It’s bonanza time for the confession booth at the centre of Helen Ackrill’s new play. In the space of an hour, (Ab)solution reels off a remarkable catalogue of sins. Its characters cheat, gamble, abuse, lie – you name it, they’ve done it. Unburdening themselves to their priest, they paint an ugly portrait of jealousy and betrayal.
Brothers Michael, Alec and Ryan are hardly saints to begin with. Michael’s addicted to sex and gambling; Ryan has a drug problem and likes getting into fights. Alec alone is sensitive and responsible, but his secret struggles with his sexuality are starting to take a mental toll. When Alec starts dating Fiona, who’s immediately coveted by both his siblings, it kicks off a chain reaction of infidelity and violence.
The play’s scenes are all short and bitty, lasting only long enough to disclose the latest transgression. Events escalate alarmingly, defying logic and plausibility. It’s amazing that the priest manages to keep a straight face. The cast do their best with the material they’ve been given, but Stu Jackson’s production is slow and lumbering, spending half its time transitioning awkwardly between scenes.

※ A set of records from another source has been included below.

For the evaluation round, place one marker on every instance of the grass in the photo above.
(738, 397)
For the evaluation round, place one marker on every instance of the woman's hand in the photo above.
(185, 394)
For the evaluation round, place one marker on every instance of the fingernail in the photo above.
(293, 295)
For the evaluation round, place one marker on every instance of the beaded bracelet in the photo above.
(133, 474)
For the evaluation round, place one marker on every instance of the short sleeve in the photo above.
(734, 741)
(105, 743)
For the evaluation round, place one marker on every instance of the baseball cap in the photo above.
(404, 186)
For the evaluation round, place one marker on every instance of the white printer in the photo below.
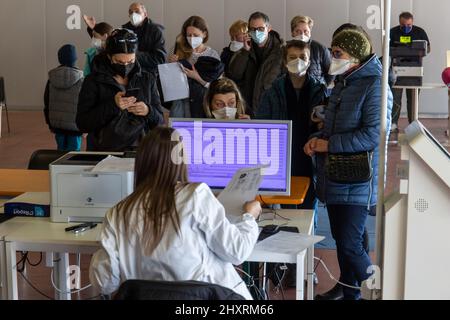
(80, 195)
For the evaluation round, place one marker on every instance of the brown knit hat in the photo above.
(354, 42)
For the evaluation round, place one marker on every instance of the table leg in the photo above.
(60, 276)
(11, 271)
(448, 125)
(264, 281)
(310, 273)
(3, 277)
(300, 294)
(415, 98)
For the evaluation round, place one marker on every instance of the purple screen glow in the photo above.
(216, 150)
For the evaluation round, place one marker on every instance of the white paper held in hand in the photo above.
(174, 82)
(242, 188)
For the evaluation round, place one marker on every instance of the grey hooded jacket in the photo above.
(61, 99)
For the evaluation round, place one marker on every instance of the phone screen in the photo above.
(133, 92)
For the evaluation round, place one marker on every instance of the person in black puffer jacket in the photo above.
(116, 122)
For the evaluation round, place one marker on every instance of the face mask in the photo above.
(406, 29)
(136, 19)
(339, 66)
(225, 113)
(298, 67)
(195, 42)
(122, 70)
(97, 43)
(236, 46)
(302, 37)
(258, 36)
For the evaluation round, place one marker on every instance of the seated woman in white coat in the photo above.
(169, 229)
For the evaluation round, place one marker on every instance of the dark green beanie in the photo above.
(354, 42)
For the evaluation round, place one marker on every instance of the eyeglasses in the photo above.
(336, 54)
(262, 29)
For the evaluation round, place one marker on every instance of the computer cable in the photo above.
(35, 289)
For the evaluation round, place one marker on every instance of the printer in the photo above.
(407, 62)
(79, 194)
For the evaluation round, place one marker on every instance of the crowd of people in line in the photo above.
(169, 229)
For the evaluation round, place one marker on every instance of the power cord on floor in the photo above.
(333, 278)
(35, 289)
(67, 292)
(20, 269)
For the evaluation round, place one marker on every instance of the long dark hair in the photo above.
(182, 47)
(157, 180)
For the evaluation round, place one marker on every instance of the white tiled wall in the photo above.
(33, 30)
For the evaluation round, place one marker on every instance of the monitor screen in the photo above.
(216, 149)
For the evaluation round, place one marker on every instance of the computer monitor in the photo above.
(216, 149)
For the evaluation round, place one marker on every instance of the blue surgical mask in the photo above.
(406, 29)
(258, 36)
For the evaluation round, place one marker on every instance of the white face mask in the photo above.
(339, 66)
(236, 46)
(298, 67)
(302, 37)
(136, 19)
(195, 42)
(97, 43)
(225, 113)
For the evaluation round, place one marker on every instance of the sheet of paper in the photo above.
(287, 242)
(115, 164)
(174, 82)
(242, 188)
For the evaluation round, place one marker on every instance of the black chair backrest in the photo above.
(174, 290)
(41, 159)
(2, 90)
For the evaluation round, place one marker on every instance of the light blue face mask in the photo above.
(258, 36)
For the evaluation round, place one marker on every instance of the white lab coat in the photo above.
(206, 249)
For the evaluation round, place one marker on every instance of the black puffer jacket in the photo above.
(151, 44)
(254, 77)
(96, 104)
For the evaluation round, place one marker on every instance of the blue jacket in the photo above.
(357, 129)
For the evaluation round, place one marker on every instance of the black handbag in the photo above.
(120, 133)
(348, 168)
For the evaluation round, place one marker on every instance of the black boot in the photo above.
(334, 294)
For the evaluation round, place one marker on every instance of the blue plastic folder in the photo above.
(30, 204)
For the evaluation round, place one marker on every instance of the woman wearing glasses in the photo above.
(352, 128)
(118, 102)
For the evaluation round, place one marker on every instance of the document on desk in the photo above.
(288, 242)
(174, 82)
(114, 164)
(242, 188)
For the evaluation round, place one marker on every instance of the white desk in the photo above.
(40, 235)
(415, 95)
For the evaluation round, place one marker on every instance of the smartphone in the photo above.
(132, 92)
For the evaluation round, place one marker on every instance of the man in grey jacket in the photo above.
(61, 100)
(255, 67)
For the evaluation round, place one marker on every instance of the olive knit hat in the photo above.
(354, 42)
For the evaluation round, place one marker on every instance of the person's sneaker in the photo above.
(336, 293)
(393, 136)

Most problematic, though, is the play’s lurid sensationalising of every issue it lands on, from homosexuality to rape. This is sordid, shock-seeking stuff, topping each revelation with something even more scandalous. After the nastiness reaches its peak, there’s a brief, belated stab at redemption, but it’s not enough to absolve this grisly drama. Some sins are unforgivable.